Dog Release Osteotomy Considerations
Whilst there is everything to gain by proceeding with surgery, it is not without risk. There is a chance that the leg will continue to grow in a bowed manner and that surgery is only partially successful. In addition, there are complications from the surgery which range from death under anesthesia, to infection of the surgical site, or bending of the metal implant.

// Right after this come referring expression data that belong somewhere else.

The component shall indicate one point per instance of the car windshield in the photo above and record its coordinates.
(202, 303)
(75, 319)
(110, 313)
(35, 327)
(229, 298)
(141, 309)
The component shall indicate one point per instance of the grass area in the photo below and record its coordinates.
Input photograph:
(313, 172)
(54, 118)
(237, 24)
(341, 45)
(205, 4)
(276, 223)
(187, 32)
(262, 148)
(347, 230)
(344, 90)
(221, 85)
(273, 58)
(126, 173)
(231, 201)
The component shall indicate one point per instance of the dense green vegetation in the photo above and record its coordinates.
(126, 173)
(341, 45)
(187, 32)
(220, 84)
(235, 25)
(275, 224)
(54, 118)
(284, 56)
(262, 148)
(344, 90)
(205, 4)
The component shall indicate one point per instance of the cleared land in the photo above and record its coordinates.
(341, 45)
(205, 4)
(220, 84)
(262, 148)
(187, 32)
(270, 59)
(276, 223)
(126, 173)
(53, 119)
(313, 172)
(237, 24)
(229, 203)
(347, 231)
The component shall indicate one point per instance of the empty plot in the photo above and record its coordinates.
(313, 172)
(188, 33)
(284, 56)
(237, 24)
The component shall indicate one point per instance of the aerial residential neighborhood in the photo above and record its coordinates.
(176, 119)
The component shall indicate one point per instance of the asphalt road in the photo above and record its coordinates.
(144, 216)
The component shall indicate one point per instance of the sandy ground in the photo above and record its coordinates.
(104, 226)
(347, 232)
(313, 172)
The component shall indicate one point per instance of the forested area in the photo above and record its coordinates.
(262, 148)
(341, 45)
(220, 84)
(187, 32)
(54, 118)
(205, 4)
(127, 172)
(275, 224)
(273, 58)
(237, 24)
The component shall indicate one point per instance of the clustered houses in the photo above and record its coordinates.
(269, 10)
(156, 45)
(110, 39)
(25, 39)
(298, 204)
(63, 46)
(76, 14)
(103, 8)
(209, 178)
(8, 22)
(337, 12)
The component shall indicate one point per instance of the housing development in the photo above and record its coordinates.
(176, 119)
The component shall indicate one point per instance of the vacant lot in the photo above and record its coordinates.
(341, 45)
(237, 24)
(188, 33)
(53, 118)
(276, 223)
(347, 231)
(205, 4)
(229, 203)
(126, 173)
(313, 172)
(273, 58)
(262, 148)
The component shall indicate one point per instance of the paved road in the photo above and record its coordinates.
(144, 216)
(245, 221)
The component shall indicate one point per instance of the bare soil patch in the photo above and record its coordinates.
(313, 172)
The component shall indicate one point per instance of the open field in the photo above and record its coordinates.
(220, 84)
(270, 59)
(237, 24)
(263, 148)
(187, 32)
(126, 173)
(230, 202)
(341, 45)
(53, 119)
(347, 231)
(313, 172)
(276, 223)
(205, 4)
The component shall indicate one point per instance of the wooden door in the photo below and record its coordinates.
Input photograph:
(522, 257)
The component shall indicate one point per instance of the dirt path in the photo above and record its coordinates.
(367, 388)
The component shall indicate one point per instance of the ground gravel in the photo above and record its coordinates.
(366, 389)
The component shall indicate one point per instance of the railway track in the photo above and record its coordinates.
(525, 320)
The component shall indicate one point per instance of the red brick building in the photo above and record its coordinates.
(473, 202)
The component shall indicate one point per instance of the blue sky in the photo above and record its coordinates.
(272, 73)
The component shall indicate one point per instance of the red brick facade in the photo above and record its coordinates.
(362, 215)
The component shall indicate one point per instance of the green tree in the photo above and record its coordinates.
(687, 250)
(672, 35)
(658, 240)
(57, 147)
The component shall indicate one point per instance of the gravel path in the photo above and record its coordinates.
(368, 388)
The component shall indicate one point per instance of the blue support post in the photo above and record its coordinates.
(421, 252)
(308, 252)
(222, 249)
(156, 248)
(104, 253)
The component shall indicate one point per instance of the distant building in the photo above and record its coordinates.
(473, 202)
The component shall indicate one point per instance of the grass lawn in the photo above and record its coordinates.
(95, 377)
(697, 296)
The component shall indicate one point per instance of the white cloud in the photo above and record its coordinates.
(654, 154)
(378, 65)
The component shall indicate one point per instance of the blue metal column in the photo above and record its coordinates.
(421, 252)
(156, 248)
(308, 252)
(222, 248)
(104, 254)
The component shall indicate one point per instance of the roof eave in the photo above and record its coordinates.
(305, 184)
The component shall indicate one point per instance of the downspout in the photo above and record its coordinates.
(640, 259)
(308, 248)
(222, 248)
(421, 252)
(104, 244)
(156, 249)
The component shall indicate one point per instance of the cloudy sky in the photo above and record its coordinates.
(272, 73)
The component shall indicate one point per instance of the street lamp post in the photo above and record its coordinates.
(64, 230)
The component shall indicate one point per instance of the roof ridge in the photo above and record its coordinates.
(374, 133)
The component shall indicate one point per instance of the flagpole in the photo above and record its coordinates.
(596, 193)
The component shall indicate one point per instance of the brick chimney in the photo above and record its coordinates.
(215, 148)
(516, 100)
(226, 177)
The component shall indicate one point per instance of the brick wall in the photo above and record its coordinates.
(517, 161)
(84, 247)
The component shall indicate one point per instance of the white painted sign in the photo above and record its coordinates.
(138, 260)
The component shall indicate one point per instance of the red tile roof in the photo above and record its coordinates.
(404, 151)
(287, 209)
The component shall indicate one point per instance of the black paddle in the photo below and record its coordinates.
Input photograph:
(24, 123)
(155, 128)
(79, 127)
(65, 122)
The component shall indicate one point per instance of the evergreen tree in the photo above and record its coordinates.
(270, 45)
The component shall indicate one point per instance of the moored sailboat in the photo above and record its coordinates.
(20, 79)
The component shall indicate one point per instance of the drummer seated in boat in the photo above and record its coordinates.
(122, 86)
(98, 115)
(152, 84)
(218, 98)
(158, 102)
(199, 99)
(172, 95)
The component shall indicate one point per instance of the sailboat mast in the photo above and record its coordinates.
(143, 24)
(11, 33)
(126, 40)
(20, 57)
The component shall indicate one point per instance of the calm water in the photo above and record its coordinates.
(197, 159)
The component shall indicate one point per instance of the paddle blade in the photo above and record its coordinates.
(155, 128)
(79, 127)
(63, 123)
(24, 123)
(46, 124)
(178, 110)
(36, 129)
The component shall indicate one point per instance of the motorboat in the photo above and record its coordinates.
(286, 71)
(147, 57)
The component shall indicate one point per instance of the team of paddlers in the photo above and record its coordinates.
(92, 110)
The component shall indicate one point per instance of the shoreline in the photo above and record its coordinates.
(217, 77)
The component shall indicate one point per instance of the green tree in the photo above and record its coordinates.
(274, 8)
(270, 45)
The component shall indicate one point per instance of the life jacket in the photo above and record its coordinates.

Problems can arise as a result of poor bone healing, which effectively leaves the dog with a permanently fractured leg. In addition, removing a slice of bone can cause the leg to be physically shorter than the other limb, leading to a mechanical lameness.
Release Osteotomy Prevention in Dogs
Mechanical trauma to growth plates in puppies should be avoided at all costs. This involves avoiding jumping from heights or landing heavily on the limbs. Typically, dogs should not start agility until they are skeletally mature and finished growing, which for a regular sized dog is around 12 to 18 months of age.
In addition, some dogs, such as dachshunds, are bred with deformed limbs that are accepted as part of the breed standard. The ethics of breeding for physical deformity should be questioned, and when a dog needs corrective surgery, that dog should not be used for breeding and it would be wise to retire the parents from breeding also.